Surf Bored
Warning: This review discusses the plot and reveals the fate of some characters.
One of the year’s most ungratifying curios is this tepid piece of real world sourced inspirationarama, which stands out for being anaemically directed by not one but two wrongheaded helmsman; Curtis Hanson, whose signature can be read in the swimwear catalogue casting, twee characterisation and choice cuts from his middling indie guitar band collection, and Michael Apted, whom one imagines directed the ocean.
Working out where Hanson ends and Apted begins is one of the few strategies an audience may employ to stay interested in what’s otherwise a lethargically paced, underpowered affair, that’s sole point of curiosity is a conspicuous lurching of tone at key moments, that speaks to either the intervention of one director in the work of another, or a demonstrable lack of storytelling nous.
What, for example, are we to make of Gerard Butler’s wife suddenly and ultimately inconsequently, collapsing and dying from a stroke? Biographically accurate perhaps but on film it’s a jolt that occurs mid-way through what we imagined was a straightforward, life imitating Karate Kid tale, of a fatherless boy getting guidance and life lessons from Butler’s grizzled surrogate. If the story pivoted on the death that’s one thing, but 5 minutes later the A-story has resumed and very much as before, leaving an audience who’d grown to like Abigail Spencer’s soft but reassuring supporting character wondering whether she’d rejected one director’s advances mid-shoot, or was sacrificed in a desperate attempt to generate drama in an otherwise moribund second act.
If her surprise death is difficult to reconcile with the rest of this anaesthetising melodrama, the news, delivered using an end title card, that the lead character perished from drowning just a few short years after his depicted triumph, leaves you somewhat morose, which in an inspirational drama is exactly the effect the filmmakers aim for.
What’s curious is the manner in which Curtis Buzzkill and Michael Aphid choose to break the news to the audience they’ve conditioned to believe in this boy’s future for two long hours. Convention holds that biopics that portray the life and death of their subject get the death out of the way first, in order to avoid ending on a low note. This makes sense because one doesn’t want to have a Chasing Mavericks moment, in which you’ve followed the struggle, seen the protagonist leap over obstacles and face down adversity, only to perish in the final 10 seconds. Of course it’s easier to foreground this moment when your subject’s well known, but nevertheless, beginning at the end and cutting back to the life and achievements is usually best practice.

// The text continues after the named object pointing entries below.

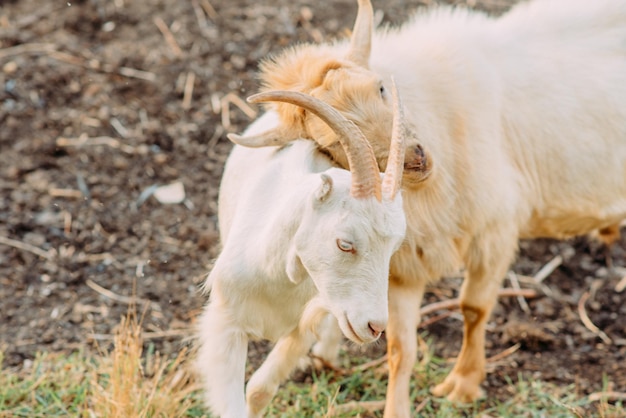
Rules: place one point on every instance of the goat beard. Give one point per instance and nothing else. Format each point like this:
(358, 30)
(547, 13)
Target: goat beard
(314, 313)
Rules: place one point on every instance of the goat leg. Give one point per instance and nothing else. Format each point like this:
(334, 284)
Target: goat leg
(404, 316)
(276, 368)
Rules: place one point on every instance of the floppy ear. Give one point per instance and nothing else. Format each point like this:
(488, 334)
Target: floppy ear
(325, 188)
(295, 269)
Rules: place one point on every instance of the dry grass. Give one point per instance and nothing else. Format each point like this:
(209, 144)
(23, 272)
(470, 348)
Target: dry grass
(131, 384)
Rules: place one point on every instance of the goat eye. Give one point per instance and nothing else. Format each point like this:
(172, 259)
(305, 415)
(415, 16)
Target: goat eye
(345, 246)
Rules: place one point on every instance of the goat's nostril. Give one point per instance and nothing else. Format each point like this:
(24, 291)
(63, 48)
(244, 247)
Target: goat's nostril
(376, 328)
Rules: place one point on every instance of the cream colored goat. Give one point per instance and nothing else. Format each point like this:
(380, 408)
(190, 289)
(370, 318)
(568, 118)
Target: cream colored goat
(301, 238)
(519, 131)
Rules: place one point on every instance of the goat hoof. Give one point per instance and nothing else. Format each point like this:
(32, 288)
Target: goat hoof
(459, 389)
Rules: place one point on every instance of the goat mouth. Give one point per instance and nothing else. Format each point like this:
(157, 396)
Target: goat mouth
(355, 336)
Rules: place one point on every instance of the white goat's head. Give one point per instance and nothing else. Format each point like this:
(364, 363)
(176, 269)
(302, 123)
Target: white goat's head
(352, 225)
(344, 81)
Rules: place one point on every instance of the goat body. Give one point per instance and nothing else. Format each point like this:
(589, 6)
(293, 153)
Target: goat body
(519, 129)
(300, 240)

Hanson does begin at the end, it’s true, Jay Moriarity submerged on what we later discover to be his final dive, but withholding the fact of his death until the last moment adds a long faced coda to a final act that had teased a promising future. He conquers the surf! He beats the bully! He gets the girl! He makes Gerard proud! He…drowns leaving his soulmate desolate and his new surrogate Dad heartbroken? And to think I had my hands open, ready to clap.

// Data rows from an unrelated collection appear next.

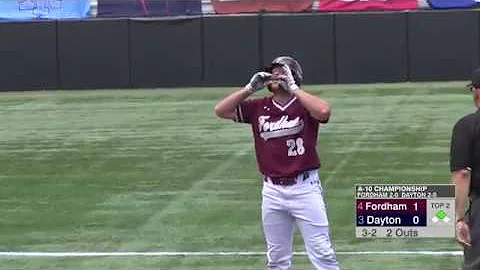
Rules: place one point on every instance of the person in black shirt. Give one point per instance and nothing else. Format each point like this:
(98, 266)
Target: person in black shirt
(465, 168)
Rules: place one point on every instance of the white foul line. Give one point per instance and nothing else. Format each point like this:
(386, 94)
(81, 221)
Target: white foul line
(205, 254)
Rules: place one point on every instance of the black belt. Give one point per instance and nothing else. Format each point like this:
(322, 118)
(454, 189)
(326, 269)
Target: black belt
(283, 181)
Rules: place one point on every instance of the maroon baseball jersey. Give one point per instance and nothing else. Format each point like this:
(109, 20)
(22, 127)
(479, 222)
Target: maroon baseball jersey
(285, 136)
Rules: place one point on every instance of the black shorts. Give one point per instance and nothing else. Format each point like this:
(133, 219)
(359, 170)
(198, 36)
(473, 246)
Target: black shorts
(472, 254)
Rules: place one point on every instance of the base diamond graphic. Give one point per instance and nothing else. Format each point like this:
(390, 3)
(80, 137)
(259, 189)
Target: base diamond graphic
(441, 214)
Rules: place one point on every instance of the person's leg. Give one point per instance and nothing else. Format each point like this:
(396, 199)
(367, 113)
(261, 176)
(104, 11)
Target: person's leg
(278, 227)
(318, 246)
(472, 254)
(311, 217)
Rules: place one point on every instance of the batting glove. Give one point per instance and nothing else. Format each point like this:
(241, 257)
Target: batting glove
(290, 81)
(258, 81)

Hanson and Apted may argue, with some justification, that this is a story about seizing the day, not least because there’s little time to ride those rare monster waves, but it completes a pattern of bad decisions that suggests this was simply the last of many mistakes made in conception and execution. The case in point: the decision to cast Jonny Weston as surfer Jay. When the film begins we’re stuck with a bedimpled half-pint, Cooper Timberline, playing a younger version of the character. Our hearts sink as we imagine a long act in the company of this earnest sprite but then, in the movie’s sole moment of sanity, the filmmakers cut to the older version, just as they should. Unfortunately Weston, lifeless, dead eyed and adorned with curly blonde hair, looks like a Bond villain’s attempt at cloning a perfect human; one half of a mating pair for the new master race. The boy whose job it is to inspire and move us resembles a mannequin in a wig. Elizabeth Shue’s alcoholic mother is initially promising but is seen little thereafter; another botched chance at injecting a little drama into proceedings. Tensions between Jay and his lifelong nemesis, a bat wielding, perma-angry local, amount to a war of sanitised words in a pizza parlour in which a bell is swept off a counter. Jay’s best friend gets involved in drug dealing but the sub-plot goes nowhere. A public reading from Jay’s private journal is his only tangible setback in 2 hours.

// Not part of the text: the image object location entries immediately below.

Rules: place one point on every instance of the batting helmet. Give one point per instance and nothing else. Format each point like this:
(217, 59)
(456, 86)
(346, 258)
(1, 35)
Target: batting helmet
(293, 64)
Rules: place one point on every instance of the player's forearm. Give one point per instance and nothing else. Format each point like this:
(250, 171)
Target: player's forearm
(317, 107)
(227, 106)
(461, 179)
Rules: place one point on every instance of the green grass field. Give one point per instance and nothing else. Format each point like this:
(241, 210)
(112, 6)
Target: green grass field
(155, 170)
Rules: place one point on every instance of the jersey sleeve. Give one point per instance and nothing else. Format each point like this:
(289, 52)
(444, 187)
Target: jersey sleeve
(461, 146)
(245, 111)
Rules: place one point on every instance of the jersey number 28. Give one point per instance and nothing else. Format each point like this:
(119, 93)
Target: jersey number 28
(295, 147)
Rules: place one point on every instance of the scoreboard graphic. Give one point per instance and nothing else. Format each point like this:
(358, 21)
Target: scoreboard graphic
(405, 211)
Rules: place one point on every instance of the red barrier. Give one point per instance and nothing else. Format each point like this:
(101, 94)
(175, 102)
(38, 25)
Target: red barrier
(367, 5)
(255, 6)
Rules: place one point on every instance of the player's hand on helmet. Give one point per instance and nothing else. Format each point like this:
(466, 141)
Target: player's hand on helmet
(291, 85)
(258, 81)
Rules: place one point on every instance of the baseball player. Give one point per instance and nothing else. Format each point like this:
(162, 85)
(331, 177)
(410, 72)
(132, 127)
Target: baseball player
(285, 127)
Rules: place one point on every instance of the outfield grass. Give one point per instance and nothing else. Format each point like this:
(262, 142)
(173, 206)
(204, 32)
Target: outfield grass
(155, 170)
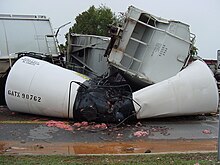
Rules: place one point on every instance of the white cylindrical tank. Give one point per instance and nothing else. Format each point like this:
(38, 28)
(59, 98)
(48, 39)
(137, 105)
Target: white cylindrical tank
(38, 87)
(191, 91)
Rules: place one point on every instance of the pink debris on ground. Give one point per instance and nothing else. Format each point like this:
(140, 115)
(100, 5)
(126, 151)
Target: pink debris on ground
(103, 126)
(85, 124)
(77, 124)
(141, 133)
(82, 124)
(59, 124)
(206, 131)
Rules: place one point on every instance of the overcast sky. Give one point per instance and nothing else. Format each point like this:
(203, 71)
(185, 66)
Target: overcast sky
(203, 16)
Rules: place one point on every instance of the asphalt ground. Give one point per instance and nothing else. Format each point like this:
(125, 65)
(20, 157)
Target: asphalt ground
(31, 134)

All of which is a pity because this man against the elements drama had potential. Evidence of it lies in the wave photography; serious surf that’s audaciously filmed and conveys something of the passion and energy so conspicuously absent from dry land. Standing on the beach and watching this spectacle is star Gerard Butler, who can chalk up another dud in what’s thus far being a pretty dreadful year for the actor. When your best turn of 2013 is gurning as a spectator at the Wimbledon final it’s time to sit down and have a serious conversation with your agent. Any of Gerard’s friends reading this may wish to go one further and stage an intervention.